Earlier we told you of the reforms that the Secretary General for CARICOM spoke of as it relates to the Caribbean Community. Aside from that being a crucial undertaking that began in 2015, Irwin LaRocque also spoke of the COP21 Conference on Climate Change that took part in Paris, France in the latter of 2015.
IRWIN LAROCQUE: “Two things come to mind most readily, I mentioned reform that we are working which is going to set the pace for the next three to four year. I have established in the secretariat office, I have a person who is an expert from the region who is advising on going about changing management, it’s not a simple thing. What comes to mind more readily is what happened in Paris COP 21, the climate change negotiations of which I was there for the negotiations and I have to say that I felt extremely proud to see how our member states rallied together and negotiated as a single block of 14 voices which carried more weight than fourteen in the sense of the level of preparedness. We have been preparing with the assistance of the climate change center for more than three or four years for this event. The heads of government set up a committee, a technical task force which was headed by the Minister of the environment from St. Lucia to coordinate the efforts, I’m working very closely with the secretariat and with the climate change center.”
A meeting is being planned which will take place in February in Belize to further discuss how CARICOM countries will benefit from the COP21 agreement.

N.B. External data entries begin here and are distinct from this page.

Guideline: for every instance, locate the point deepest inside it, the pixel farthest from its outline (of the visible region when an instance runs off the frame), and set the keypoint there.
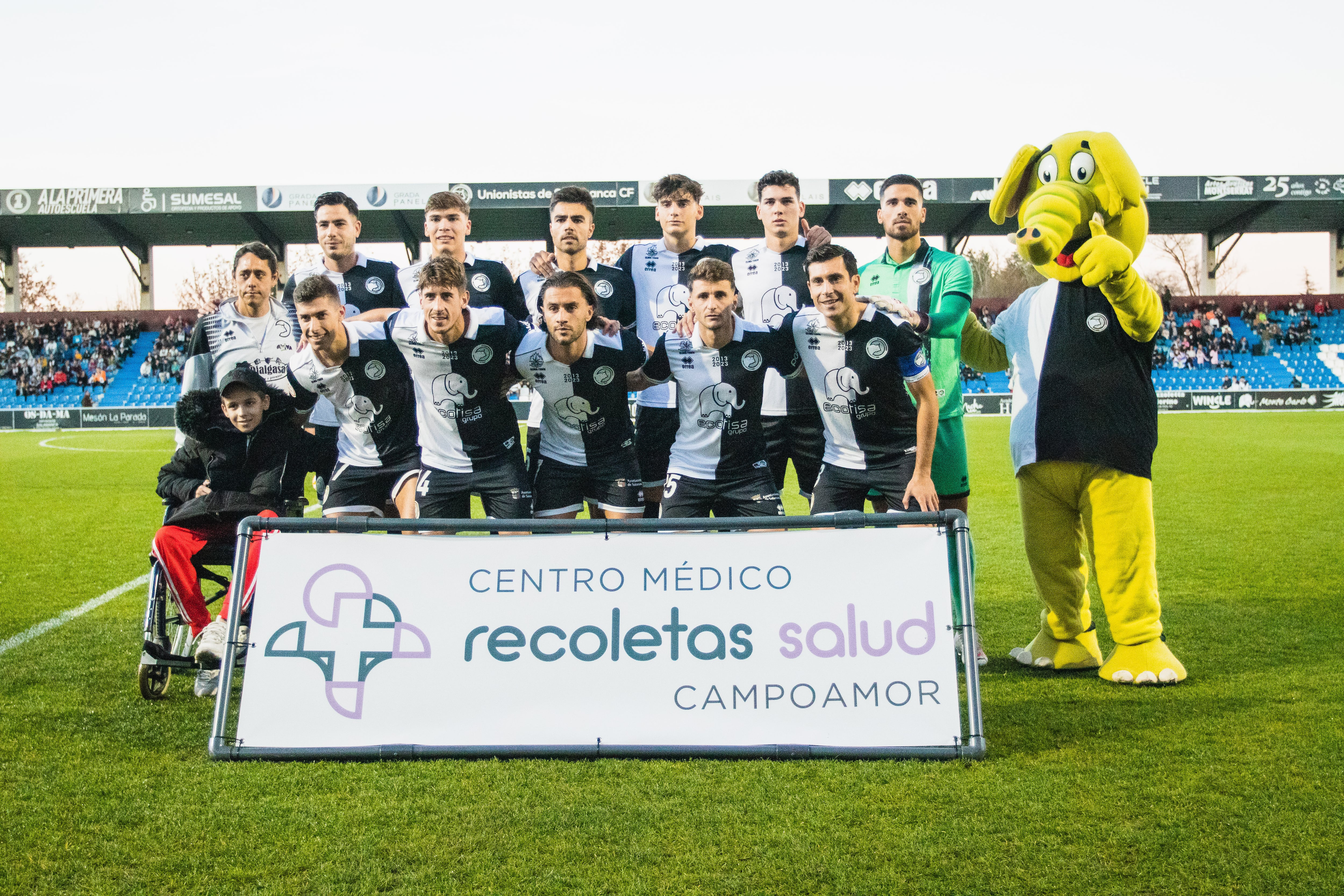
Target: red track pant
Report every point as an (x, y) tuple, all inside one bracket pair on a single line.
[(175, 546)]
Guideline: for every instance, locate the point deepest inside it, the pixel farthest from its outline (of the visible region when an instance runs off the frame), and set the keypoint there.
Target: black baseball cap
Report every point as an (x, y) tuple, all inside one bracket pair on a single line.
[(245, 377)]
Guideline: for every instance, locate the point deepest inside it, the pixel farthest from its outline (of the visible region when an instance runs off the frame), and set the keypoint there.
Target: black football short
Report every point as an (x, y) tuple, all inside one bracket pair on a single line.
[(609, 484), (502, 483), (655, 432), (745, 495), (839, 488), (798, 437), (366, 490)]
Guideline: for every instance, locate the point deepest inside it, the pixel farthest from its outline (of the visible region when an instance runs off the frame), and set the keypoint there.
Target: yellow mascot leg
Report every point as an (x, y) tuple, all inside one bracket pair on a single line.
[(1117, 514), (1050, 494)]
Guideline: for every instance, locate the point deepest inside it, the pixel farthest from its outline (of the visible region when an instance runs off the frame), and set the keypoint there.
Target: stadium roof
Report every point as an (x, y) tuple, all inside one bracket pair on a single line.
[(143, 217)]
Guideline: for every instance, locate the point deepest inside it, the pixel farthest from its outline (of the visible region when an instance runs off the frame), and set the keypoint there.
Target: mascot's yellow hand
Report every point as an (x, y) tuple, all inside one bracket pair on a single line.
[(1101, 257)]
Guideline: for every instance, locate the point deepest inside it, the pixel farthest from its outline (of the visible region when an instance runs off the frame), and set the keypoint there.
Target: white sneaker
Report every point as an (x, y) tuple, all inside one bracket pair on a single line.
[(208, 683), (210, 645), (982, 658)]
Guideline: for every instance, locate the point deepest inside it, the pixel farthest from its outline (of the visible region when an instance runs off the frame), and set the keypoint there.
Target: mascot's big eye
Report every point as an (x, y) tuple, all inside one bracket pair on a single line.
[(1048, 170), (1082, 167)]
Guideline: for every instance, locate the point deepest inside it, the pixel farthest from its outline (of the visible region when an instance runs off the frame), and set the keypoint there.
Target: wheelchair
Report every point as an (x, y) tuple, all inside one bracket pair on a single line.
[(167, 635)]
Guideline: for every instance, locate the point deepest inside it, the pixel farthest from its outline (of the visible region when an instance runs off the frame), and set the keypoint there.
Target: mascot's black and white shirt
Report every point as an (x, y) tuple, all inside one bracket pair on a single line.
[(1082, 387)]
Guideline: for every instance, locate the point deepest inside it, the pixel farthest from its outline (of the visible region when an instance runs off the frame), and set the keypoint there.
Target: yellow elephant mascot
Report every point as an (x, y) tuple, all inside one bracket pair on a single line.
[(1084, 416)]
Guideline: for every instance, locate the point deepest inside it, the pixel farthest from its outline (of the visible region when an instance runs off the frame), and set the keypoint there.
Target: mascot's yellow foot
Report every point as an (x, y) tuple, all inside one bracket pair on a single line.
[(1143, 664), (1046, 652)]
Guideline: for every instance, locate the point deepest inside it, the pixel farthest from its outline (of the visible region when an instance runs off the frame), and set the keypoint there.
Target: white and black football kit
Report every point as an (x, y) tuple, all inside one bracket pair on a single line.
[(858, 382), (587, 442), (468, 432), (616, 301), (662, 297), (376, 410), (718, 457), (488, 285), (773, 285), (370, 284)]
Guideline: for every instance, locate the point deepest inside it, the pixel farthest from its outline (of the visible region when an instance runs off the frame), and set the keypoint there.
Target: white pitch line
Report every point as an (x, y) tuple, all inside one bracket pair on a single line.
[(42, 628)]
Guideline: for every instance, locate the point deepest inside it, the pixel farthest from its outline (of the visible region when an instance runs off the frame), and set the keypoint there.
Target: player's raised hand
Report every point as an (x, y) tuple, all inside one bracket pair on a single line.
[(814, 237), (544, 264), (923, 491)]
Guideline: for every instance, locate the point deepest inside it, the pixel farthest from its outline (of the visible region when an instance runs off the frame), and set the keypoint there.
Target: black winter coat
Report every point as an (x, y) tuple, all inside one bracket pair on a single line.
[(248, 473)]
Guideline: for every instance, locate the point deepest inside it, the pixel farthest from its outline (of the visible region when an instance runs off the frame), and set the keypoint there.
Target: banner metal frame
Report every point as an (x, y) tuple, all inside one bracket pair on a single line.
[(972, 746)]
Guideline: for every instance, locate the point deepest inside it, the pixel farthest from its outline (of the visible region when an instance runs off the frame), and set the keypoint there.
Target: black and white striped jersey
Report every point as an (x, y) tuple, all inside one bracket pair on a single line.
[(225, 339), (660, 291), (773, 285), (720, 394), (463, 416), (859, 385), (613, 287), (371, 395), (488, 285), (585, 416), (370, 284)]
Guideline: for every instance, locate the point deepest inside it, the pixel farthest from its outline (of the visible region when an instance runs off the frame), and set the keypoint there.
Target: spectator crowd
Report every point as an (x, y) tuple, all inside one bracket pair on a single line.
[(64, 352), (170, 352)]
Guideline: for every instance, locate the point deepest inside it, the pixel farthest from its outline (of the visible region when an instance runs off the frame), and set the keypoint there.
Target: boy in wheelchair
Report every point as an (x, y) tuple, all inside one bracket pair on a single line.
[(244, 456)]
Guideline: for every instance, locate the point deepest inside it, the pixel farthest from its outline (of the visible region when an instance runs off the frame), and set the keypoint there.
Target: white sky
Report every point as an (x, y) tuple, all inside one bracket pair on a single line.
[(210, 93)]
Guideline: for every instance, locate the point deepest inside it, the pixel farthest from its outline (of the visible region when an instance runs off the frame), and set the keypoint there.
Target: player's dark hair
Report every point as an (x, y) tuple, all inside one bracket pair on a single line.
[(447, 201), (577, 195), (569, 280), (260, 250), (445, 272), (831, 250), (713, 270), (337, 198), (315, 288), (671, 186), (779, 179), (905, 181)]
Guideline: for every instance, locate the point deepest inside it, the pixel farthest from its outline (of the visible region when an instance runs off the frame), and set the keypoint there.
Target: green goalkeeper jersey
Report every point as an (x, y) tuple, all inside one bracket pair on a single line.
[(937, 284)]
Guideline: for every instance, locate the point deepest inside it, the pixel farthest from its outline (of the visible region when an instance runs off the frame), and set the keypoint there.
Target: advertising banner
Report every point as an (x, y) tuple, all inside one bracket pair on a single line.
[(832, 637)]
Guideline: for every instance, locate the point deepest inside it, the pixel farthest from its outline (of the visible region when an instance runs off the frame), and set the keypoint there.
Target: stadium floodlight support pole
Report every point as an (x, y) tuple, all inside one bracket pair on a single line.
[(10, 274), (1336, 261), (955, 522)]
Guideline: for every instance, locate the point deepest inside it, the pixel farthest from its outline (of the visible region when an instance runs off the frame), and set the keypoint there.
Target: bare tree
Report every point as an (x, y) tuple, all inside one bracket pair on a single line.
[(208, 287), (38, 293), (1181, 252), (1002, 276)]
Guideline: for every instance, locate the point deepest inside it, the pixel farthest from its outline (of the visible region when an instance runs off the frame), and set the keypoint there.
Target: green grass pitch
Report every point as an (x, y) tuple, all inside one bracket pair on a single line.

IRWIN LAROCQUE: “Having arrived in Paris and arrived at the end of two weeks I think we did very well. When you consider that there was a negotiations of about 194 countries where everybody is looking for a piece of what they want and I think we came out with some very critical issues, the issues of recognizing that 1.5 degrees Celsius is a long term goal for us to arrive at because climate change is here, it’s not coming. We know that it’s here in the Caribbean, that is a critical issue here for u, financing, recognition of small and developing states of which Belize, Suriname and Guyana are I think that is a major highlight and what we are looking forward to and my discussion yesterday with Dr.Leslie is that we planning a meeting right here in Belize next month to take stock of what has transpired and to plan on how we are going to derive the benefits from this agreement. There is an agreement but you have to derive benefits from it, you have to ready yourself, there are a lot of resources out there and you have to be able to tap into the resources for various aspects of your development as it relates to climate change and that is what we are going to be focusing on and working with Dr.Leslie and others in the coming weeks.”
The COP21 Conference which was held from November 30 to December 12 was held as part of annual event with the objective to achieve, for the very first time, a binding and universal accord on climate change from all nations around the globe. The accord or agreement was accepted at the conference but will only become legally binding if joined by at least fifty five other countries. The representatives from those countries will be given an opportunity to sign onto the agreement in New York, USA between April 22, 2016 and April 21, 2017.